This walkthrough assumes the 6-step system design framework and applies it at senior depth. It is Part 4 of a system design series.

Table of Contents

  1. The Problem
  2. Step 1 - Clarify Requirements
  3. Step 2 - Estimate Scale
  4. Step 3 - API and Data Model
  5. Step 4 - High-Level Design
  6. Step 5 - Deep Dive: Consistent Hashing and Cache Correctness
  7. Step 6 - Bottlenecks and Trade-offs
  8. Reference Architecture
  9. Common Mistakes in the Interview
  10. Quick Reference
  11. Related Articles

The Problem

We are designing a distributed in-memory cache - the infrastructure behind Memcached or Redis Cluster - that many application servers share to hold hot data and offload the database. We are designing the cache system, not using one.

The senior framing rests on a single liberating fact: the cache is not the source of truth. The database is. The cache is allowed to lose data and to be briefly stale, because anything it loses can be re-read from the database. That relaxed correctness requirement is what makes the whole design tractable - and a candidate who tries to make the cache durable and strongly consistent has misread the problem.


Step 1 - Clarify Requirements

Functional requirements:

  • GET, SET, and DELETE by key.
  • Per-key TTL / expiration.
  • Eviction when a node runs out of memory.

Non-functional requirements:

  • Latency: sub-millisecond p99 for GET. The cache exists to be fast; if it is not, it is pointless.
  • Throughput: millions of operations per second across the cluster.
  • Horizontal scalability: adding nodes adds capacity, without flushing the cluster.
  • Availability: losing one node should cost only that node's share of the data, never the whole cache.
  • Data loss is acceptable. It is a cache. No durability is promised.
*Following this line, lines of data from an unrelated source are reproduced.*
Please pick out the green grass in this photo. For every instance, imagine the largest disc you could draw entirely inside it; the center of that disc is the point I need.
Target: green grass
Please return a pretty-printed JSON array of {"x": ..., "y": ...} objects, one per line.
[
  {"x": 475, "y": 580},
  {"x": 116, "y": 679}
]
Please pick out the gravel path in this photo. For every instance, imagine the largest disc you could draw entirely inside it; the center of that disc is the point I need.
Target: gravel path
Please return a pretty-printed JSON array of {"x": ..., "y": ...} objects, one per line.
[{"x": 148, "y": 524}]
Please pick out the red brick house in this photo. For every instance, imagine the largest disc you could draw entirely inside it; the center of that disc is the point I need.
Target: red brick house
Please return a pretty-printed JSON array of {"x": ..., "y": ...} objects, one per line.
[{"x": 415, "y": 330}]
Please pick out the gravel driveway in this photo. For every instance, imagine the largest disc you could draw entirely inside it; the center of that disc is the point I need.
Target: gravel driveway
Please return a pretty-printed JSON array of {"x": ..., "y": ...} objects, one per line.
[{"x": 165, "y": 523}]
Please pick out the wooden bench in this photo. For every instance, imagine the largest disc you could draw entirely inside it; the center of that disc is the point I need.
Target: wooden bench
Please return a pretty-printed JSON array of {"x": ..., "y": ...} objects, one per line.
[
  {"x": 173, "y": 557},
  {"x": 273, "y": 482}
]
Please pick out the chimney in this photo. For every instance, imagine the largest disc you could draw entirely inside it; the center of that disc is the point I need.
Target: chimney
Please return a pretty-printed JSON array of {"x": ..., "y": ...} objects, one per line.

The key clarifying question: look-aside or read-through? In a look-aside cache (Memcached, the common case) the application owns the cache-aside logic - it checks the cache, falls back to the database, and repopulates. In a read-through cache the cache itself fetches from the database on a miss. We will design a look-aside cache and note where read-through differs. Also confirm there is no persistence requirement: treating the cache as disposable is a feature, not a gap.


Step 2 - Estimate Scale

Unlike most systems in this series, a cache is sized by memory, not by throughput.

Memory and node count. Suppose the hot working set is 10 TB. With 64 GB of usable RAM per node:

  • 10 TB / 64 GB ≈ ~160 nodes; round up to ~200 for headroom and eviction slack.

Throughput per node. At 10 million operations/sec across 200 nodes, each node serves ~50,000 ops/sec - comfortable for an in-memory store, confirming the cluster is memory-bound, not CPU-bound.

Latency budget. An intra-datacenter network round trip is ~0.2-0.5 ms, and an in-memory lookup is microseconds, so a sub-millisecond p99 is achievable - provided the client reaches the right node in one hop. That single constraint - one hop - is what forces the routing design in Step 5.


Step 3 - API and Data Model

The external API is deliberately tiny:

GET(key)              -> value | MISS
SET(key, value, ttl)  -> ok
DELETE(key)           -> ok

Values are opaque bytes with a size cap (commonly ~1 MB) so one huge value cannot distort a node's memory.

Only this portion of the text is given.